Profeta Amós, Aleijadinho. (Santuário de Bom Jesus de Matosinhos, Congonhas, Minas Gerais)
A história hebraica caracterizou-se pelo aparecimento dos profetas, homens espiritualmente inspirados que se sentiam compelidos a agir como mensageiros de Deus. O florescimento do movimento profético - a era da profecia clássica ou literária - teve início no século VIII a.C. Entre os profetas estavam Amós, um pastor da Judéia, no sul; seu contemporâneo mais jovem, Oséias, de Israel, no norte; Isaías, de Jerusalém; e Jeremias, que testemunhou o cerco daquela cidade, no começo do século VI a.C. Os profetas não ligavam importância ao dinheiro ou aos bens materiais, não temiam pessoa alguma e pregavam sem serem convidados. Apareciam muitas vezes em períodos de miséria social e confusão moral e pleiteavam o retorno à aliança e à Lei. Exortavam as pessoas e ensinavam-lhes que, quando se esqueciam de Deus e se tornavam o centro de todas as coisas, atraíam a desgraça sobre si e sua comunidade. Para os profetas, os infortúnios que se abatiam sobre a nação eram uma oportunidade de penitência e reforma. Eles eram homens dotados de grande coragem, que não tremiam diante dos poderosos.
Ao atacar a opressão, a crueldade, a cobiça e a exploração, os profetas clássicos acrescentaram uma nova dimensão ao desenvolvimento religioso de Israel. Eles reagiam aos problemas decorrentes das mudanças na estrutura social de Israel. A fala geral de distinções de classe que caracteriza uma sociedade tribal fora alterada pelo advento de reis hebreus, pela expansão do comércio e pelo crescimento das cidades. Por volta do século VIII, havia uma disparidade significativa entre a riqueza e a pobreza. Os pequenos agricultores, em débito com os usuários, corriam o risco de perder suas terras ou mesmo de se tornarem escravos; os pobres eram frequentemente despojados pelos ricos gananciosos. Para os profetas, essas iniquidades sociais eram pecados religiosos que levariam Israel à ruína. Em nome de Deus, denunciavam os ricos desalmados e clamavam por justiça. Deus é clemente, insistiam os profetas. Ele zela por todos, especialmente o pobre, o desafortunado, o sofredor e o indefeso. Eram injunções de Deus:
[...] tirai de diante dos meus olhos a malícia dos vossos pensamentos, cessai de fazer o mal, aprendei a fazer o bem, procurar o que é justo, socorrei o oprimido, fazei justiça ao órfão, defendei a viúva. (Isaías, 1:16.17)
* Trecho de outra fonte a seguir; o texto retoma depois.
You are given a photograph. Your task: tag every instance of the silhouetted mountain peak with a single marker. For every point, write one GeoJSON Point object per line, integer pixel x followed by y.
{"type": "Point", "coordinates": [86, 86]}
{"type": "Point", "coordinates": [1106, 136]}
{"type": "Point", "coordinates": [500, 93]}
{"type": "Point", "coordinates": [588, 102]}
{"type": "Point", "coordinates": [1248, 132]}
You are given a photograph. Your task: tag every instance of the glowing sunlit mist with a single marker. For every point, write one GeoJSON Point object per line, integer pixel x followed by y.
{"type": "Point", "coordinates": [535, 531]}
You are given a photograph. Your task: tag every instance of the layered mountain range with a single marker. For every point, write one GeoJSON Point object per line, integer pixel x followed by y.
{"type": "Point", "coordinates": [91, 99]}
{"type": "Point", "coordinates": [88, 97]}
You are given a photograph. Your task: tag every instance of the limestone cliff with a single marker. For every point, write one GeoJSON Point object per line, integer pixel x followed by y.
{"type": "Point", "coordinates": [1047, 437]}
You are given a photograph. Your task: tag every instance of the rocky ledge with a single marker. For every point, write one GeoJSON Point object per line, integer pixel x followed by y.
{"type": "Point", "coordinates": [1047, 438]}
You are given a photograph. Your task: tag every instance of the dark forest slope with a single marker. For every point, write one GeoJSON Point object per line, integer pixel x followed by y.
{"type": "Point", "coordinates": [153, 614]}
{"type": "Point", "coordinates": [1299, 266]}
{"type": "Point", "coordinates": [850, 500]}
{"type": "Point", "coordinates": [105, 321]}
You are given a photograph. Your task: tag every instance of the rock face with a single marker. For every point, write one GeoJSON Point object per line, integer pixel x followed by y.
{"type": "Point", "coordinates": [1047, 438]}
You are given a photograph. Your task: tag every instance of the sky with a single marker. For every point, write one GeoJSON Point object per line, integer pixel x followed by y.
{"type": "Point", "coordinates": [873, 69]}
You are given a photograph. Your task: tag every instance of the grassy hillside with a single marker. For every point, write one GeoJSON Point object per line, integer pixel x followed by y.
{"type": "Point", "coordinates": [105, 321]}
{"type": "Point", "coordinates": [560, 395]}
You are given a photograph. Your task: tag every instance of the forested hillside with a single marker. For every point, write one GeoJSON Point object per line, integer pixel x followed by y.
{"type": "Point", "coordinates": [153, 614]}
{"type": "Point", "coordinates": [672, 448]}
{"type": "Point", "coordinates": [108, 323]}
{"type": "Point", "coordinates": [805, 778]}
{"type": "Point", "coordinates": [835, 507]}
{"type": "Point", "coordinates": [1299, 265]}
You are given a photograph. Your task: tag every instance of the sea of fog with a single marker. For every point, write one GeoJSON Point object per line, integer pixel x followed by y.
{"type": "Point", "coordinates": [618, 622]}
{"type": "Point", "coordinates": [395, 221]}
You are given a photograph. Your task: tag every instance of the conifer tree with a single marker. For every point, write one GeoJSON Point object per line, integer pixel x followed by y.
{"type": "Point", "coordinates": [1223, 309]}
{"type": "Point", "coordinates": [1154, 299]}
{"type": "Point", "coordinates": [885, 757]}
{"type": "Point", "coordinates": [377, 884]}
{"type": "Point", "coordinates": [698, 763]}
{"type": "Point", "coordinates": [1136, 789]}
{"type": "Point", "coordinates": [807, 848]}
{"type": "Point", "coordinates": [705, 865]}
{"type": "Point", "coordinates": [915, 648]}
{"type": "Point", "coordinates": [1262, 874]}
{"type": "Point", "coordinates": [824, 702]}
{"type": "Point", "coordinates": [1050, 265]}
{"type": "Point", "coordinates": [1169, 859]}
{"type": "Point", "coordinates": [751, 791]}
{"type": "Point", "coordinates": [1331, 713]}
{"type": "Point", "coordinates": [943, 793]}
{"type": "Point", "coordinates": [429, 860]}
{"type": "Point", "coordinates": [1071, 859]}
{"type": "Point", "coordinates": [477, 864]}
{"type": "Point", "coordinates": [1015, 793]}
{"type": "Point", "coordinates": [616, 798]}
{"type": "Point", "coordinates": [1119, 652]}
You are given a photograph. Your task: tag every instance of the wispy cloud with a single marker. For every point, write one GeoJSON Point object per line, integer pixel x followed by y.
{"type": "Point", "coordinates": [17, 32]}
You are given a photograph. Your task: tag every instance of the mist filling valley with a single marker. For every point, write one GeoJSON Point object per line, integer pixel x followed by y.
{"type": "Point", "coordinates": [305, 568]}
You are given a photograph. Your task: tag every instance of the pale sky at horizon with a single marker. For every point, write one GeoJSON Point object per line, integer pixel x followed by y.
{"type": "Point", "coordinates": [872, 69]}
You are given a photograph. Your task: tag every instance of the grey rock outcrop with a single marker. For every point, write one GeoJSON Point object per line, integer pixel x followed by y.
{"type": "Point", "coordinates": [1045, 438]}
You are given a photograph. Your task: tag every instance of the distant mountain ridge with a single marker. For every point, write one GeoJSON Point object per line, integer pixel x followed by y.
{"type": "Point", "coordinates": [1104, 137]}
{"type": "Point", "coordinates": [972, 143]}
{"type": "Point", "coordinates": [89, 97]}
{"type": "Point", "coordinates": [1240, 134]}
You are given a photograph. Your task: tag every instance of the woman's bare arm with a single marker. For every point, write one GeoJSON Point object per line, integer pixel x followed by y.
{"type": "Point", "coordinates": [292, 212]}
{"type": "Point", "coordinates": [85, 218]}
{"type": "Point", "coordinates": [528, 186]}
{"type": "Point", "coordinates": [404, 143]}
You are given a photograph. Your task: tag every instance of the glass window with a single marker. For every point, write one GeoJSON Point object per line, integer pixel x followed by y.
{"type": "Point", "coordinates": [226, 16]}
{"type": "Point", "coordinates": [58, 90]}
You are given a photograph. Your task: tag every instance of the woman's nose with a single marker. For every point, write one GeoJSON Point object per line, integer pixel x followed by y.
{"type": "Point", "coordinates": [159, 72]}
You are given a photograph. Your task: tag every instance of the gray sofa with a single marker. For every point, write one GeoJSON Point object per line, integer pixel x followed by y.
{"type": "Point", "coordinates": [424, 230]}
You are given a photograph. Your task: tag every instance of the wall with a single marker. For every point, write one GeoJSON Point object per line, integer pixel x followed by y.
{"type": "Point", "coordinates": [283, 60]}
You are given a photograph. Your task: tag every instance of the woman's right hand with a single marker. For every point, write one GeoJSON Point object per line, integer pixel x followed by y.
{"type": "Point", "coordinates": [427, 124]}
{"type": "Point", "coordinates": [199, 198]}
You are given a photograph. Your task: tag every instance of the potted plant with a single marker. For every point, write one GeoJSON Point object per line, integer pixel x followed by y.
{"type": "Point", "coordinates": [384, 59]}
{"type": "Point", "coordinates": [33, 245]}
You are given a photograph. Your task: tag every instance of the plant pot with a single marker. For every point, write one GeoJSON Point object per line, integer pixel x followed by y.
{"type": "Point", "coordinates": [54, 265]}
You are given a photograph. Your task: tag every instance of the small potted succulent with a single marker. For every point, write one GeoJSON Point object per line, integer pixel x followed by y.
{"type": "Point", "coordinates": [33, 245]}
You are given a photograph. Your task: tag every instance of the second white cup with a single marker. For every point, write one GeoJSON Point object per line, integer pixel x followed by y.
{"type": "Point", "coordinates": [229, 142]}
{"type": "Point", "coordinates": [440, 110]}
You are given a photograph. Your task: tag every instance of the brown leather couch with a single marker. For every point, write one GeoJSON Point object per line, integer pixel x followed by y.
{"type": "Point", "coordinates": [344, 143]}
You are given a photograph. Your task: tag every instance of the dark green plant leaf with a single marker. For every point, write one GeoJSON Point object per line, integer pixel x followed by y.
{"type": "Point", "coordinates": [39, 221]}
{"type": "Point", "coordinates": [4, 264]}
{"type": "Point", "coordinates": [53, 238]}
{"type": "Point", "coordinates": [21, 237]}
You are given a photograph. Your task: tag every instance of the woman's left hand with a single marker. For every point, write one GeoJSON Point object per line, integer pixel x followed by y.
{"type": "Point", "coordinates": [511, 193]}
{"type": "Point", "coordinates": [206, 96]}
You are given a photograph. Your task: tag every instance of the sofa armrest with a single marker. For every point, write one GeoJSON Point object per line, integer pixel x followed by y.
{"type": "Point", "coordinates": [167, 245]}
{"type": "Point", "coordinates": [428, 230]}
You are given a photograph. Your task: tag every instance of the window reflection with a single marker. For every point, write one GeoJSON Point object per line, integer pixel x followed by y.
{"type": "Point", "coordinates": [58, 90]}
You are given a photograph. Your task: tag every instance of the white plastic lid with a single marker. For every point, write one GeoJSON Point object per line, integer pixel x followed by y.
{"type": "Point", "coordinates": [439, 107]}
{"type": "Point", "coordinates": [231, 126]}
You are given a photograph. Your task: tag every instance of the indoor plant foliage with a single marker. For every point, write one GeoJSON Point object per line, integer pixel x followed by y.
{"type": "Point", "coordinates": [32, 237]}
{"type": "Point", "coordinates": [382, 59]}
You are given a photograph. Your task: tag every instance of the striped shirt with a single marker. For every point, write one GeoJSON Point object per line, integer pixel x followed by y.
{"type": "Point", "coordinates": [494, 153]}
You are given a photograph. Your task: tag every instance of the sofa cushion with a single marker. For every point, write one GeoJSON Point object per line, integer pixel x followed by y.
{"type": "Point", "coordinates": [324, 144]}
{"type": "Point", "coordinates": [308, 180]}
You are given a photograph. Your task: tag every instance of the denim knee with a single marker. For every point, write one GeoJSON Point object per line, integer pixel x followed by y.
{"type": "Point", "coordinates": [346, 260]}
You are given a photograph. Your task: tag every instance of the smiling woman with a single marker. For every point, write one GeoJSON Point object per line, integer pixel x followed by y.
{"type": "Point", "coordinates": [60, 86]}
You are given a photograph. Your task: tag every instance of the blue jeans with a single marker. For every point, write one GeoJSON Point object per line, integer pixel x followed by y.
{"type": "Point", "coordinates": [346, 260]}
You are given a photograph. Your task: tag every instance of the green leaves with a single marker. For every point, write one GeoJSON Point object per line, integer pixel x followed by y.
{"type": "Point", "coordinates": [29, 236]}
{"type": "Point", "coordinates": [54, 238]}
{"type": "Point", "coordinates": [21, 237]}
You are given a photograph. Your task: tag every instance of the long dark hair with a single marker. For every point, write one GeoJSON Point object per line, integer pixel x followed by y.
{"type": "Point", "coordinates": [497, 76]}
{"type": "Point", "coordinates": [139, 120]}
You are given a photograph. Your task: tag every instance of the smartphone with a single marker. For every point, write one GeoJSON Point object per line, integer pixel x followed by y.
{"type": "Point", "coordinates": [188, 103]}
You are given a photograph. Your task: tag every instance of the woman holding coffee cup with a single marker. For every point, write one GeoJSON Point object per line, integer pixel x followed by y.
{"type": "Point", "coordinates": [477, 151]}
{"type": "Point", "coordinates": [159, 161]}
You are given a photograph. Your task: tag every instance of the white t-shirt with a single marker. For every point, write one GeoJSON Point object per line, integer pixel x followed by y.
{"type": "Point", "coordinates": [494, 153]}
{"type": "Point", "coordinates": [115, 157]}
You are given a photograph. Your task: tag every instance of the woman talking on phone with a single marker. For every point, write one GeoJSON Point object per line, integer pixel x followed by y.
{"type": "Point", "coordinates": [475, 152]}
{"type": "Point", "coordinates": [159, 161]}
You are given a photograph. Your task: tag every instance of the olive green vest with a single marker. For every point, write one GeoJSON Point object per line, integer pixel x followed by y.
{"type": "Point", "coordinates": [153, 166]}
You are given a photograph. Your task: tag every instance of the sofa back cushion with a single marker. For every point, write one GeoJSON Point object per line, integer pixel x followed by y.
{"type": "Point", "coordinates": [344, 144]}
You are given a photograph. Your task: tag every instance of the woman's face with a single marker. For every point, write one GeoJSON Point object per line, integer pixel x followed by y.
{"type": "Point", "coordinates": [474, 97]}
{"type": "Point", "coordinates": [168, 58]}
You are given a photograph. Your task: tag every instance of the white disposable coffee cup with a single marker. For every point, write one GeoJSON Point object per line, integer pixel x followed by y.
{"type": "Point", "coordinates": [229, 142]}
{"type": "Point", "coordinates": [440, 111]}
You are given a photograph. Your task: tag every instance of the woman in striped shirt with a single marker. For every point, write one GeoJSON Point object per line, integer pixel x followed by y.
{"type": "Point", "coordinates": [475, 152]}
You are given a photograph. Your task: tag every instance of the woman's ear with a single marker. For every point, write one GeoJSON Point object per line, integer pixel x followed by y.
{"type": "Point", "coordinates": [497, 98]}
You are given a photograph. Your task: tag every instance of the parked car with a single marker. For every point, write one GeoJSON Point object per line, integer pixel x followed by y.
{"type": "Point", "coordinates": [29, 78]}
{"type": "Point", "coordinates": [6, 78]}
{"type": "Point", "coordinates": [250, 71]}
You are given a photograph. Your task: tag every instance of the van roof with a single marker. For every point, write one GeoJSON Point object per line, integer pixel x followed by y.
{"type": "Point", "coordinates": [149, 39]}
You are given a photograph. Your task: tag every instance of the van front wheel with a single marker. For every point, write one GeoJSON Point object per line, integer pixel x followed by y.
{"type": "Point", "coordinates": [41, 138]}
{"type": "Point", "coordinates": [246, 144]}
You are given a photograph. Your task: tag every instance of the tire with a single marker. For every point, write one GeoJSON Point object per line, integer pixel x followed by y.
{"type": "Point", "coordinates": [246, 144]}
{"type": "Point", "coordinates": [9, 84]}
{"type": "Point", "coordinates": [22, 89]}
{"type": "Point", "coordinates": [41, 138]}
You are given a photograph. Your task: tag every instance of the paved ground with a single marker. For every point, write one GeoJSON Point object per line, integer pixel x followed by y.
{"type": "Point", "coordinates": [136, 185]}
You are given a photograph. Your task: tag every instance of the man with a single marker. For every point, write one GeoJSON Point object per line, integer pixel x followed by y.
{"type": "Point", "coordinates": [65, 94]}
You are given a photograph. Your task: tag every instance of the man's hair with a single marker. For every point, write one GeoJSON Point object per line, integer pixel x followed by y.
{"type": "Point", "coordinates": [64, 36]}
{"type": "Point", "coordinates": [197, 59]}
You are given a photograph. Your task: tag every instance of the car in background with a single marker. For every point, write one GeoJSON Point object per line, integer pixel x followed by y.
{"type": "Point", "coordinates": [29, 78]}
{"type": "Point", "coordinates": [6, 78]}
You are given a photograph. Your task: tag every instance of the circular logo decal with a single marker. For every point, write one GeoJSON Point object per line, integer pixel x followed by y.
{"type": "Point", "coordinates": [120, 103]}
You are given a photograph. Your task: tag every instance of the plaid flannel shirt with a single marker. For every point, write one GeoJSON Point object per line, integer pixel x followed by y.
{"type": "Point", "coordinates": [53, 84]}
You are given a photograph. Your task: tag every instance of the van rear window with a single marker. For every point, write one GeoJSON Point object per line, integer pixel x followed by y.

Os profetas salientavam o encontro ético-espiritual entre o indivíduo e Deus. Era com o interior de cada homem e não com as formas exteriores da atividade religiosa que eles se preocupavam. Ao sustentarem que a essência da aliança era a virtude universal, os profetas criticavam os sacerdotes cujo compromisso com ritos e rituais não se fundamentava numa profunda convicção espiritual ou na preocupação com a moralidade da vida cotidiana. Para eles, o pecado ético era muito pior que a ausência de rituais. Acima de tudo, afirmavam, a virtude era uma exigência de Deus. Viver de modo injusto, maltratar o próximo, agir sem compaixão eram ações que violavam a lei de Deus e punham em perigo toda a ordem social.
Desse modo, os profetas moldaram uma consciência social que se tornou parte da tradição do Ocidente. Acenaram com a esperança de que a vida terrena podia ser melhorada, de que a pobreza e a injustiça não precisavam ser aceitas como parte de uma ordem natural e imutável e de que o indivíduo era capaz de elevar-se moralmente e respeitar a dignidade dos outros.
Duas tradições contrárias estavam presentes no pensamento hebreu: o provincianismo e o universalismo. O espírito provinciano salientava a natureza peculiar, o destino, as necessidades do povo eleito - uma nação separada das demais. Essa concepção restrita, porém, era compensada pelo universalismo, preocupação com toda a humanidade, expressa pelos profetas que anteviam a unidade de todos os povos sob o governo de Deus. Todos os povos eram igualmente valiosos para Deus.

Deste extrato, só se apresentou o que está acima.